ARE ALL DEPARTMENT stores fated to become empty carcasses for a parasite to wear? This thesis explores the relationship between a historic ‘host’ (architecture) and its extrinsic interventions, finding architectural beauty in the notion of parasitic growth in a site-dominant intervention which acts as a catalyst to sustain human memories inside a structure that has decayed with time.
This adaptive reuse strategy challenges the nature of retail itself, presenting architecture as a sculpture to display and interact with, instead of just being a box containing goods to sell. To align architecture with this ‘biological’ reality, it investigates the relationship between the building and the visitor, using olfaction as a parameter through which to measure the design and presence of this parasitic development of the built environment.
The former House of Fraser is the setting for the birth of this ‘parasite’. Growing in crystal-like aggregations, it expands into the voids of the building, attaching to stair- lift cores and vertical elements. It overwhelms the original structure and creates a new organic being, a strange and compelling hybrid.

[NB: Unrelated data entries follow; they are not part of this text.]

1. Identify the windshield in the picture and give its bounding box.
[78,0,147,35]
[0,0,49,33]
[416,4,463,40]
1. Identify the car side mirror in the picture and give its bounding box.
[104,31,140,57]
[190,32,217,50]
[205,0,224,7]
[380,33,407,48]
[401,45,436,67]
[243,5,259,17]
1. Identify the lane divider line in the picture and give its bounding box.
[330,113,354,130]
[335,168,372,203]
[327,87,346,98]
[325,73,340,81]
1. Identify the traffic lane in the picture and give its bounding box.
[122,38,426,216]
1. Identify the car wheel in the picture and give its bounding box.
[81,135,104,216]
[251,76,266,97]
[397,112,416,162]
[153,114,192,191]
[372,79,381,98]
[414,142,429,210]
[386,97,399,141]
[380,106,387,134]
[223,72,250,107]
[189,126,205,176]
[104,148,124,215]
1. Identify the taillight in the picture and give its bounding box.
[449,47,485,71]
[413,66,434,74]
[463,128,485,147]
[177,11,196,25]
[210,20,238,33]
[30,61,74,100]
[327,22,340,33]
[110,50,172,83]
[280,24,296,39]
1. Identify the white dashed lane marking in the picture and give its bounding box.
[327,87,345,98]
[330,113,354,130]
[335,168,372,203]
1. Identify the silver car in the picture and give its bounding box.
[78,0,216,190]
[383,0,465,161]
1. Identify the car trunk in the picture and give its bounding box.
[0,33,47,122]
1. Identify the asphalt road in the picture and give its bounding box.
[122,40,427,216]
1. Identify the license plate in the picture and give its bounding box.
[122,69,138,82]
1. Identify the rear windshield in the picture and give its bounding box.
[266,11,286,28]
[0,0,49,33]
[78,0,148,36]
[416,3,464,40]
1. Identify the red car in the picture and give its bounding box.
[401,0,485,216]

The first bone-like structure, based on a 3D voronoi pattern, are appended by a second layer of soft and light textiles with which the public interact. Through a hidden ventilation system, each voronoi module is pervaded with scents, creating an ethereal atmosphere. This secondary system prompts the visitor to smell, touch and hear, measuring the surroundings with their body.
Growing volumes within an existing shell, this new life form conquers Oxford Street and proliferates on an urban scale, provoking wonder, terror and incredulity. Ultimately turning into an inhabitable superstructure, these scented pathways create a new viability system, reanimating the city and beyond.